The technical choices reflect pragmatic engineering for drug discovery workflows rather than pure benchmark optimization. Training on synthetic physics-generated data is presented as a viable strategy – the team demonstrates that model performance scales monotonically with synthetic dataset size, suggesting a potential concrete path to improvement beyond the limited corpus of experimental structures. The conditional co-folding interfaces and templating system address a common failure mode of generative structure models: a lack of actionable control. Pearl allows chemists to leverage known binding pocket information or related crystal structures to generate and sample physically plausible poses they can iterate on – critical for lead optimization where sub-angstrom accuracy correlates with potency prediction. Importantly, the team demonstrates that standard <2Å accuracy thresholds are insufficient: qualitative analysis reveals that many poses below this threshold contain critical issues ranging from ring flips to missed interactions, rendering them spurious models for medicinal chemists.
The work comes with measurable caveats crucial to adoption in drug discovery. Reliance on proprietary and physics-generated training data raises questions about out-of-distribution robustness and whether synthetic priors fully capture binding thermodynamics – the associated paper itself catalogs common failure modes and emphasizes that high-accuracy thresholds are necessary for discovery utility. Moreover, independent validation will offer more decisive information on the model: blind prospective tests on withheld industrial targets, comparative analyses in drug programs, robust uncertainty calibration to inform chemists when predictions warrant experimental validation. Most notably, the team demonstrates that confidence models across all evaluated systems failed to rank poses better than random selection, meaning reliable pose selection remains an unsolved problem. Nonetheless, Pearl’s clear gains in generation quality, scientist-in-the-loop controls, and scalable synthetic-data may shift structure-based modeling from a validation tool to a driver of lead optimization and expand the universe of tractable therapeutic targets.
Papers
Learning the Language of Codon Translation with CodonFM [Darabi et al., preprint, October 2025]

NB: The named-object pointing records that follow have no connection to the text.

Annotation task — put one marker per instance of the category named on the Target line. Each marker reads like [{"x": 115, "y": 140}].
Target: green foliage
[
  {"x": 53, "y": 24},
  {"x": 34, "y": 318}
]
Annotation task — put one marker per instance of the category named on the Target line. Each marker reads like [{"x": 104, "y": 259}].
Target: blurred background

Why it matters: While there has been significant effort to develop foundation models for DNA and protein modalities, such models struggle to capture the relationship between codon redundancy and consequent molecular phenotype. Specifically, while the same amino acid can be encoded by different codons, the use of different codons can have significant downstream effects on translation, RNA stability, and protein expression. In this joint effort by scientists at NVIDIA, UC Berkeley, Stanford, and the Arc Institute, the authors describe the development of the EnCodon model, calling it a “scalable foundation for modeling translation and RNA-driven gene regulation,” with potential applications to mRNA therapeutics and vaccine development.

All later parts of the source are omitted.